To fix America’s crumbling highway system, Transportation Secretary Pete Buttigieg just announced that his department will replace all of the country’s roads with a giant Slip ‘N Slide stretching across the nation.
“This streamlined technology will get you where you want to go without having to tap the concrete to see if it falls away like a cliff-edge in a movie. For too long, Americans have traveled afraid, or at least that’s what I hear,” the Secretary said over his shoulder while riding an electric scooter through Washington, DC.
The former Mayor of South Bend, Indiana, now fondly known as the “Secretary of Nerd Stuff,” revealed that the biggest surprise of the renovation wasn’t logistics but the immediate support it received from Congress.

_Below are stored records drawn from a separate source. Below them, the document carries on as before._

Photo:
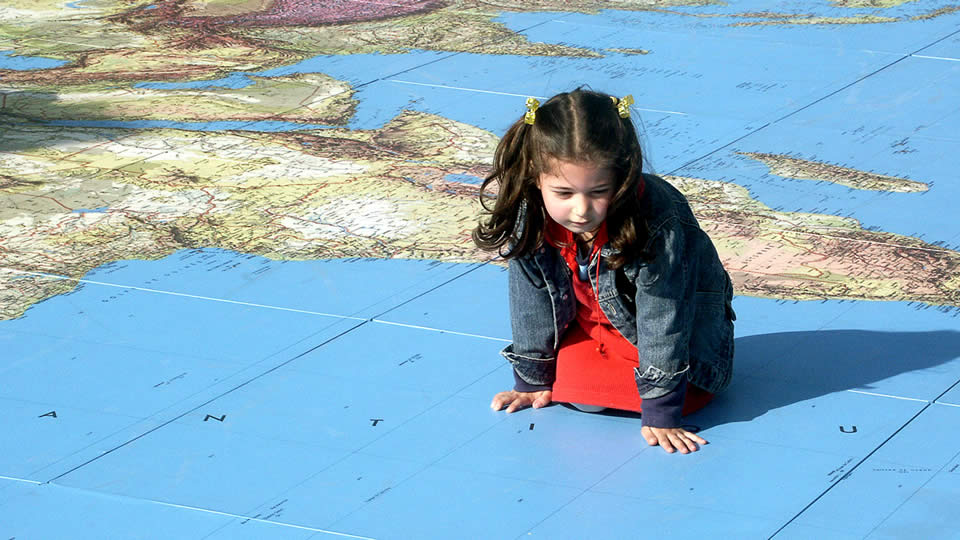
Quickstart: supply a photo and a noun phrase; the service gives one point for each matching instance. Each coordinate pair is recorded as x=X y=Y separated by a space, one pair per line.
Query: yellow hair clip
x=623 y=105
x=531 y=113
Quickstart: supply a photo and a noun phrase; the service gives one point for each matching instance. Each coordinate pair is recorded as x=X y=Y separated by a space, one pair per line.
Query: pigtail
x=516 y=219
x=579 y=126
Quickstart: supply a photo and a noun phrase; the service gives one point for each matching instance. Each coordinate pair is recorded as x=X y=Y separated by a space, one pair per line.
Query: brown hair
x=581 y=126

In a rare moment of bipartisanship, the Senate unanimously voted to pass a bill to provide funding for construction. Progressives threw their support behind the project because of its low environmental impact, while Republicans couldn’t resist the opportunity to go outside and say “weeeeeee.”
“Sliding around in shallow water is actually my preferred method of travel,” said Senate minority leader Mitch McConnell. He then receded into his shell and propelled himself away. Across the aisle, Georgia Senator Jon Ossoff was also enthusiastic about the bill. “This is the perfect opportunity to deliver on my platform of taking my shirt off,” he said.
Secretary Buttigieg said the Slip ‘N Slide will be unfurled by hand like a giant roll of Hubba Bubba beginning January of next year, with estimated completion slated for 3022.